SOWING OF GM-CONTAMINATED SEEDS IS NOT AN ‘EMISSION’ FOR THE PURPOSES OF THE EIR

Both the Environmental Information Regulations 2004 (EIR) and the Directive from which it derives (Directive 2003/4/EC) emphasise the importance of permitting the public access to information on ‘emissions’ – see further the fact that a number of the exceptions provided for in the EIR and the Directive are specifically disapplied in the case of emissions information (see r. 12(9) EIR and Art. 4(2) of the Directive). However, one question which is not always easy to answer in practice is what will constitute ‘an emission’ for the purposes of the legislation. In part, this difficulty arises because neither the EIR nor the Directive contains any definition of the word ‘emission’ (although the concept is examined in the Implementation Guide to the Aarhus Convention, which the Directive was itself designed to implement).
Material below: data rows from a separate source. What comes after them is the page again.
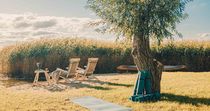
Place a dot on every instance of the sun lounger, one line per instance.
(88, 71)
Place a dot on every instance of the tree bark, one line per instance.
(144, 60)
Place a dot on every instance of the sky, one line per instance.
(31, 19)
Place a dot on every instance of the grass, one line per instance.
(181, 91)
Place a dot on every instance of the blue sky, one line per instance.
(197, 25)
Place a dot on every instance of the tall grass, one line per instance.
(20, 60)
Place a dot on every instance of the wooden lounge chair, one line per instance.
(64, 74)
(88, 71)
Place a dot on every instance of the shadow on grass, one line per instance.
(110, 83)
(62, 86)
(185, 99)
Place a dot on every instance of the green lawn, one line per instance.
(187, 91)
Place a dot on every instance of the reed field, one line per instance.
(20, 60)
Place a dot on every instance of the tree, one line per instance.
(141, 20)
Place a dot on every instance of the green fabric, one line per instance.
(143, 88)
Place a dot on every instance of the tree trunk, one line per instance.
(144, 60)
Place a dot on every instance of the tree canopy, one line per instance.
(151, 18)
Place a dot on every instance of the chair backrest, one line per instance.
(91, 66)
(73, 65)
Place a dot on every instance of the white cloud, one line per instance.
(19, 27)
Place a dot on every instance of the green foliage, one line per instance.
(20, 60)
(150, 18)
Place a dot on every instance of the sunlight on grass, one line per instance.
(186, 91)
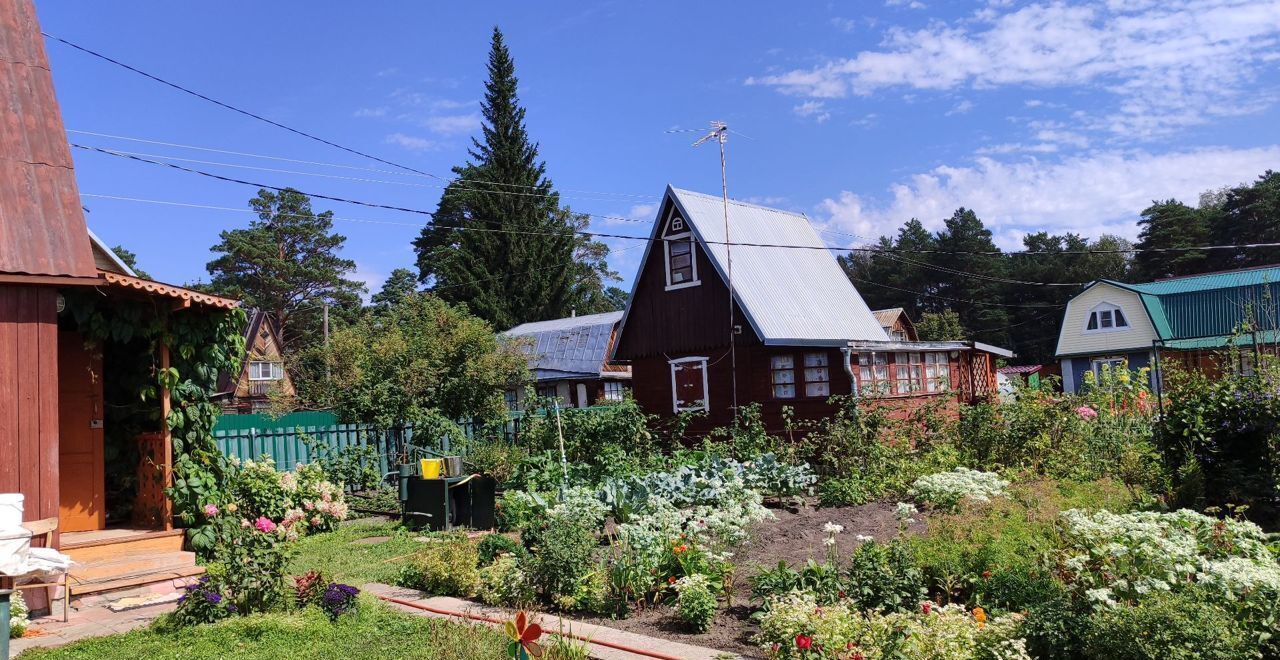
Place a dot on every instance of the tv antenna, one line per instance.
(720, 133)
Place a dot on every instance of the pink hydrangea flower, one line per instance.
(1086, 412)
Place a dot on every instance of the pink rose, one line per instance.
(264, 525)
(1086, 412)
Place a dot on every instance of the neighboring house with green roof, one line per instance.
(1189, 320)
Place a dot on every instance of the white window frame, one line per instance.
(679, 363)
(277, 370)
(1116, 363)
(620, 390)
(1097, 310)
(693, 253)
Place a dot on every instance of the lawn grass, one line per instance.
(373, 631)
(341, 559)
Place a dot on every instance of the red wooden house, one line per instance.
(796, 334)
(51, 381)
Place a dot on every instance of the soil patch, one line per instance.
(794, 536)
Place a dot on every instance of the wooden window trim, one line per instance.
(693, 260)
(675, 390)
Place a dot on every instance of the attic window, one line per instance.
(1106, 317)
(680, 257)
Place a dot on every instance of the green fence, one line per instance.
(302, 438)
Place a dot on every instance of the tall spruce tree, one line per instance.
(499, 242)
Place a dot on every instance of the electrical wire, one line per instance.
(625, 237)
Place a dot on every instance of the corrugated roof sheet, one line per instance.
(41, 221)
(1208, 305)
(887, 317)
(1210, 282)
(168, 290)
(568, 347)
(791, 297)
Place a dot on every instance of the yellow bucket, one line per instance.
(433, 467)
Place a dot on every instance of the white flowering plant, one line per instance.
(1114, 559)
(946, 490)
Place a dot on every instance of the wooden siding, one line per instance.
(652, 381)
(679, 321)
(28, 398)
(1073, 339)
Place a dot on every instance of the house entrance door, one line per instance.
(80, 443)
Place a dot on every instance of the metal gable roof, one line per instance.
(42, 228)
(567, 347)
(791, 296)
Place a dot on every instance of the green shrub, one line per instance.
(1010, 534)
(1168, 627)
(844, 491)
(446, 565)
(695, 603)
(519, 509)
(493, 545)
(885, 577)
(562, 555)
(504, 583)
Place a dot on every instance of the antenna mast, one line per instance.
(720, 133)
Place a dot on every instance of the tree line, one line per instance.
(959, 284)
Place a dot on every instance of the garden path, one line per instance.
(552, 623)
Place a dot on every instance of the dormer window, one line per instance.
(1106, 317)
(681, 260)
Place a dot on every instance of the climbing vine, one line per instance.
(202, 343)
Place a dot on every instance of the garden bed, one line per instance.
(794, 536)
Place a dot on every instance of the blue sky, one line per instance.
(1065, 117)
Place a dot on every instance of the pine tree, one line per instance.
(287, 264)
(400, 284)
(499, 242)
(1171, 224)
(1249, 214)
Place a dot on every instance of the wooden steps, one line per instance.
(118, 559)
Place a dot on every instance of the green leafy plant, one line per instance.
(492, 545)
(446, 565)
(695, 603)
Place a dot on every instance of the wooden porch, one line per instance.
(124, 558)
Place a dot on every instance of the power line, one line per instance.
(302, 161)
(232, 108)
(625, 237)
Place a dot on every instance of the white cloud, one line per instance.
(1164, 65)
(961, 108)
(844, 24)
(452, 124)
(1089, 195)
(411, 142)
(817, 110)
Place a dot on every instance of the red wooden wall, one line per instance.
(28, 397)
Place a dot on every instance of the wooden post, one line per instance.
(167, 467)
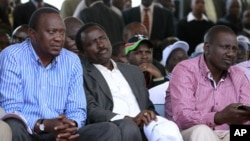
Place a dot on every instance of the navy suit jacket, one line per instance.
(163, 21)
(99, 97)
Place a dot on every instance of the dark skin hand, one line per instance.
(144, 117)
(232, 115)
(63, 128)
The question of what will constitute an ‘emission’ for the purposes of the EIR and the Directive was considered for the first time by the Information Tribunal in the case of GM Freeze v IC & DEFRA (EA/2010/0112). In that case, the First Tier Tribunal held (obiter) that the word ‘emission’ did not include the deliberate sowing of genetically-modified seed. The Tribunal’s decision is also worth considering in view of the analysis it contains on the application of the personal data exception provided for in r. 13 EIR.